Description
This Pineapple Pecan Cheese Ball is a delightful appetizer perfect for parties and gatherings. Creamy, tangy, and sweet with a crunchy pecan exterior, it combines softened cream cheese, finely diced red bell pepper, green onion, crushed pineapple, seasoned salt, and Worcestershire sauce. Chilled to perfection and rolled in pecans, it pairs wonderfully with crackers for a delicious, crowd-pleasing snack.
Ingredients
Scale
Cheese Ball Mixture
- 16 ounces cream cheese, softened (2 8-ounce packages)
- 1/3 cup finely diced red bell pepper
- 1/4 cup thinly sliced green onion
- 2 cans crushed pineapple (8 ounces each), very well drained
- 2 teaspoons seasoned salt
- 2 teaspoons Worcestershire sauce
- 1/2 cup pecan chips (for mixing)
Coating
- 1 1/2 cups pecan chips (for rolling)
Instructions
- Mix Ingredients: In a large bowl, combine the softened cream cheese, finely diced red bell pepper, thinly sliced green onion, well-drained crushed pineapple, seasoned salt, Worcestershire sauce, and 1/2 cup of pecan chips. Mix thoroughly until all ingredients are evenly incorporated.
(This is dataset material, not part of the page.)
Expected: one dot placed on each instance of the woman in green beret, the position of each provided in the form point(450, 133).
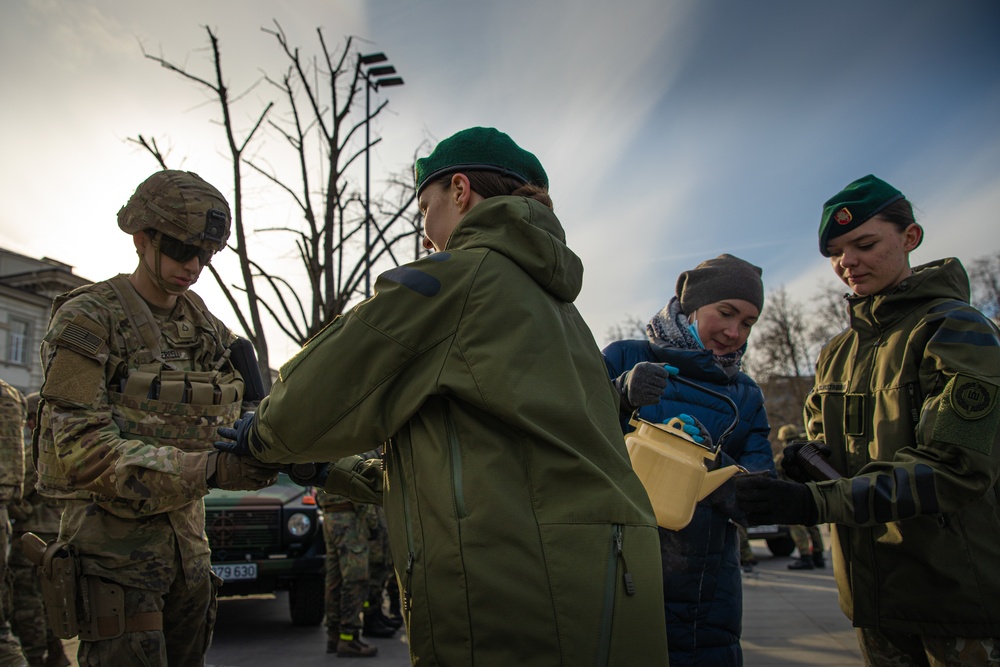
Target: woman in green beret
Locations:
point(520, 532)
point(905, 406)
- Shape and Chill: Shape the mixture into a ball. Wrap it tightly in plastic wrap and refrigerate for at least 8 hours or preferably overnight to allow the flavors to meld and the cheese ball to firm up.
- Roll in Pecans: Before serving, unwrap the cheese ball and roll it in the remaining 1 1/2 cups of pecan chips, ensuring an even coating all around.
- Serve: Place the finished cheese ball on a serving platter and serve with an assortment of crackers for dipping.
Notes
- Ensure the pineapple is very well drained to avoid a soggy cheese ball.
- For best flavor and texture, chill overnight instead of just 8 hours.
- This cheese ball can be made a day ahead and stored, well wrapped, in the refrigerator.
- Pecan chips can be substituted with chopped walnuts if preferred.
- Serve with assorted crackers such as water crackers, pita chips, or buttery crackers.